Affects Version/s: 1.2, 1.3
Fix Version/s: 1.3.1
Environment:Java 6 with Postgres 8.3, JDBC driver postgresql-8.3-603.jdbc4.jar
Number of attachments :
Load testing one of our applications, we noticed that after some time, there were no more connections available in the pool, effectively disabling the application.
Thanks to BTM's excellent logging (thank you!), I was able to trace the problem to a race condition when mixing local and global transactions.
What seems to happen is basically (take this with a grain of salt, I'm haven't studied the BTM source much):
1. Thread T gets a connection in a transaction
2. Thread U doesn't use a transaction and waits for a connection.

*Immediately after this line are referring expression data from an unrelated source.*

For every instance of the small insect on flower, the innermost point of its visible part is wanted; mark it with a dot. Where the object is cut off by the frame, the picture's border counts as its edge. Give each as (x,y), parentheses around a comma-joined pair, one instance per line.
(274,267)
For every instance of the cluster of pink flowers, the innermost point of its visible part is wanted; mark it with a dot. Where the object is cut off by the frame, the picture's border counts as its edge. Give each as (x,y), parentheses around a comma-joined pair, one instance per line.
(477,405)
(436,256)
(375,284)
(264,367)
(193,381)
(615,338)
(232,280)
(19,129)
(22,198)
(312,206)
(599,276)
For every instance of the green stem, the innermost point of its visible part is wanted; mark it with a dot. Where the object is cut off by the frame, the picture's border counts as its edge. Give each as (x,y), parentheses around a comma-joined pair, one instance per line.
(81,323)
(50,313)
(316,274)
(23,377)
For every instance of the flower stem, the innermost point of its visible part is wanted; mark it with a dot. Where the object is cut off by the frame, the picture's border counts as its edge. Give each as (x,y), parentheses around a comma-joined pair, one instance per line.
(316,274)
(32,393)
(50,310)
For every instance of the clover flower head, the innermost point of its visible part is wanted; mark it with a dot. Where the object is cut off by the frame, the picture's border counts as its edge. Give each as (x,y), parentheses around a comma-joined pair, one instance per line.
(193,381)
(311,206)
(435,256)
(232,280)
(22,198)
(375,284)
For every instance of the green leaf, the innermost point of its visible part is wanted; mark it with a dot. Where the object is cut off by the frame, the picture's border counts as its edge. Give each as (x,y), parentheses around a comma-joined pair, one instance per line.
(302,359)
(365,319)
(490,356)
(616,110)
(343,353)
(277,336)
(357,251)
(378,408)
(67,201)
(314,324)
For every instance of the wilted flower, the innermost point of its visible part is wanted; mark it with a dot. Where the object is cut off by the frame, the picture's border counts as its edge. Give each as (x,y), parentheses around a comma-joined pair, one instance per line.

3. Thread T closes the connection.
4. BTM registes 2 synchronization handlers: DeferredReleaseSynchronization and BTM$ClearContextSynchronization
5. Thread T finishes the transaction
6. The DeferredReleaseSynchronization fires, setting the State to IN_POOL
7. Before ClearContextSynchronization can fire, a context switch occurs
8. Thread U gets the connection, performs some work with it (successfully), and then closes the Connection
9. When trying to requeue, TransactionContextHelper.requeue checks whether the connection is part of a global transaction, which is not the case (as the transaction was commited at step 5). However, the connection is still marked as associated an unfinished transaction, since CCS didn't fire yet.
10. TCH barfs and throws an exception, leaving the connection unavailable for good.
I've included a testcase that reproduces the problem most of the time (not everytime, since it is a race condition)
To force a context switch at the critical section, I've used an AspectJ aspect, alternatively, inserting the Thread.sleep at the beginning of
BTM$CCS.afterCompletion() also works.
The log that is produced is also included, hopefully giving someone familiar with the code a better idea what's going wrong.
The problem exists with 1.3 and 1.2, other versions weren't tested. Although I left the priority at Major, for us it's critical; we can't use BTM until this is fixed.